Puisque la tendance semble irréversible, il faut rendre grâce ici à une forme d’élégance qui, tout en respectant strictement la consigne sécuritaire, fait appel à des images empreintes de poésie et fait d’un fort au milieu du désert des Tartares un ouvrage contemporain. Les touristes de masse ne s’y presseront pas mais chacun des usagers y trouvera son compte, avec un sentiment de sécurité qui ne doit rien sinon le strict minimum aux lubies technologiques de l’époque : des murs rassurants plutôt que des caméras.
Le bâtiment ne le montre pas mais il abrite deux directions, c’est-à-dire deux équipements distincts dont la rupture est quasi invisible de l’extérieur. Le fonctionnement est celui d’un «ensemble de petites pièces et de petites fonctions distendues ou agglomérées par rapport aux respirations», explique Vincent Baur, qui accompagne la visite de presse. Si les programmes sont parfaitement étanches entre eux, le bâtiment dans son unité s’adresse à toute la communauté de voisins.
Puisqu’il est d’usage désormais de demander aux architectes des espaces fermés pour une crèche, avec des fenêtres en hauteur, ce qui tend à générer des espaces opaques, d’apprécier ici la délicatesse de ces patios protégés qui permettent une traversée lumineuse de la crèche et du centre familial. Il n’est pas question de château fort tant la clarté règne à l’intérieur, des pièces courbes, ainsi que l’arrondi qui esquisse l’entrée de la crèche, atténuant le rythme d’un bâtiment très carré.

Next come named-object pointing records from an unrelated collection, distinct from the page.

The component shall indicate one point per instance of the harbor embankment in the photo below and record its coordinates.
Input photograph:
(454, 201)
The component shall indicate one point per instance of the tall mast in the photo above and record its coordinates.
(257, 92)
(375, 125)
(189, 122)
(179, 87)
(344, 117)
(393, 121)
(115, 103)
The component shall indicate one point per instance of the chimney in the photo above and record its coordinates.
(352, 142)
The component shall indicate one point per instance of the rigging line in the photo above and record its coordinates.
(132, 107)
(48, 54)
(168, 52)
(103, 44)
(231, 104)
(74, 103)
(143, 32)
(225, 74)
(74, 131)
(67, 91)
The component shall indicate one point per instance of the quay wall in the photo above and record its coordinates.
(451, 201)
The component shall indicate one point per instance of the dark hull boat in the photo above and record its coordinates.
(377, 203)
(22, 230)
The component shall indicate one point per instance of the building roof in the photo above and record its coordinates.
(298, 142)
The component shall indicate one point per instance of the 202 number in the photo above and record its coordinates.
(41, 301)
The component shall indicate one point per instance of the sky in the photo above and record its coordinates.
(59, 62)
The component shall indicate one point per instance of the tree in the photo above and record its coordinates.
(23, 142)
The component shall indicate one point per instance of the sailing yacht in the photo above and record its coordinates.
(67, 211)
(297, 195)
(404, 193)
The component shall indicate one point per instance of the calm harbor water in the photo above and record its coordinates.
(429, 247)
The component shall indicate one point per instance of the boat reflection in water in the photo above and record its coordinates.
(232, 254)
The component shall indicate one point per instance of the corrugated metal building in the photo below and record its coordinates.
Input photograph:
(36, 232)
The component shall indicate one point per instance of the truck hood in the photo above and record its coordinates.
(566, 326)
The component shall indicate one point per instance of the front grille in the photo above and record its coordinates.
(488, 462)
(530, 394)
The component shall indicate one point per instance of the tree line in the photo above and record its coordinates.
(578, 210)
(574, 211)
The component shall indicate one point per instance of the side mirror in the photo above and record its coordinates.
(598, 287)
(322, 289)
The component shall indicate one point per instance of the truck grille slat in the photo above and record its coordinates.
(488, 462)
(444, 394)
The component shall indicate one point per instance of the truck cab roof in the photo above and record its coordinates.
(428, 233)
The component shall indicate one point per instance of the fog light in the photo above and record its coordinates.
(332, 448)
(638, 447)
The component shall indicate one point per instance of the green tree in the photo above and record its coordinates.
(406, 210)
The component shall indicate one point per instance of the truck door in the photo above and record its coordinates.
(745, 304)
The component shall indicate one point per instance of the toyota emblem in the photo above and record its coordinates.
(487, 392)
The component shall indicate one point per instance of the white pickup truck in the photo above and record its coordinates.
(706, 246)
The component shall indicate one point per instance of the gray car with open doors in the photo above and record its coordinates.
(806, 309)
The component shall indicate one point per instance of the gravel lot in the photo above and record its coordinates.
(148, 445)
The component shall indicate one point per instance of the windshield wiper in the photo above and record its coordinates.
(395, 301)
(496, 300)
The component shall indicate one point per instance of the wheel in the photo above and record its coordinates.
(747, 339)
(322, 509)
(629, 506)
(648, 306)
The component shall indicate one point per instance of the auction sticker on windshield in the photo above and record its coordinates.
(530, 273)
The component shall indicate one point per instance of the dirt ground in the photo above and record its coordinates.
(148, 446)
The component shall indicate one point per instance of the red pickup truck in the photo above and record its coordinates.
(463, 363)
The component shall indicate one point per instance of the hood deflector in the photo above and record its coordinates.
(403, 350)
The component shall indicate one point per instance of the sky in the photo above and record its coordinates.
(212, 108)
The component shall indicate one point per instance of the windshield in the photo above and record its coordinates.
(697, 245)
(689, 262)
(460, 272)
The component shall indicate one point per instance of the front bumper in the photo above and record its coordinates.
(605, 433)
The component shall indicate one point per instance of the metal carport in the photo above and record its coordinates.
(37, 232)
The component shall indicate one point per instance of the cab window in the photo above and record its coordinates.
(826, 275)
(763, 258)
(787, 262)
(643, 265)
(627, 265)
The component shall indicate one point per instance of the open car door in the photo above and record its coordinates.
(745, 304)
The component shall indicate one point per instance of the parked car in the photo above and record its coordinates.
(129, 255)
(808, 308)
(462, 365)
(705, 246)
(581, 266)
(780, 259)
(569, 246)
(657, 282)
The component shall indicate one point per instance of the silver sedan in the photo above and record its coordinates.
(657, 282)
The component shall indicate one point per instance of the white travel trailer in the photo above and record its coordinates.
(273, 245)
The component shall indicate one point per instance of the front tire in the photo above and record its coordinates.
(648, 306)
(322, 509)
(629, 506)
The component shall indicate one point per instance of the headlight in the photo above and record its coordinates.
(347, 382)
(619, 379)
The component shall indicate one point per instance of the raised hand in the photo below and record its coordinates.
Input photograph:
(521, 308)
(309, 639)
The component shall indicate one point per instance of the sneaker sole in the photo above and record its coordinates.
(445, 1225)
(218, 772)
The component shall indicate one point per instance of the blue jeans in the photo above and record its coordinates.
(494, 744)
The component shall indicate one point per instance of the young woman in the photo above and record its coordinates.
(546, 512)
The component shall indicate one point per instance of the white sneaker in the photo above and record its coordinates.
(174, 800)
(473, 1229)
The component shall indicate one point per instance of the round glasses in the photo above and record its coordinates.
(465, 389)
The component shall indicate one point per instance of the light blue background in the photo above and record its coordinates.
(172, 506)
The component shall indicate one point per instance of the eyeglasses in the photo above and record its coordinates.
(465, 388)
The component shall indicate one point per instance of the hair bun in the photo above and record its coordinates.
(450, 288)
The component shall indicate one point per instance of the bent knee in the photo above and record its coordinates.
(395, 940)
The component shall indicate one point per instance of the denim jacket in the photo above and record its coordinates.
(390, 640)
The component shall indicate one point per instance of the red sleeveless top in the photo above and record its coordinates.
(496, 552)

Un pli dévoile l’entrée du centre familial, meublée d’un escalier qui assure la transparence entre les deux équipements et donne la mesure de la monumentalité du bâtiment. De l’extérieur, la cime d’un arbre qui seul dépasse les murs souligne d’une présence minimaliste la pureté des lignes et donne à cette monumentalité encore plus d’immanence.
Pour sa part, la salle polyvalente, traversante, est baignée de lumière naturelle. Comme elle est utilisée par diverses associations, les architectes ont subtilement aménagé les espaces pour que chacune dispose de son propre vestiaire.
A la fin de la visite, Vincent Baur tient à souligner avoir eu à faire, en l’occurrence, à «un très bon maître d’ouvrage», ceci expliquant sans doute cela. Dans cet autre fort des Tartares, le capitaine Giovanni Drogo aurait pu être heureux.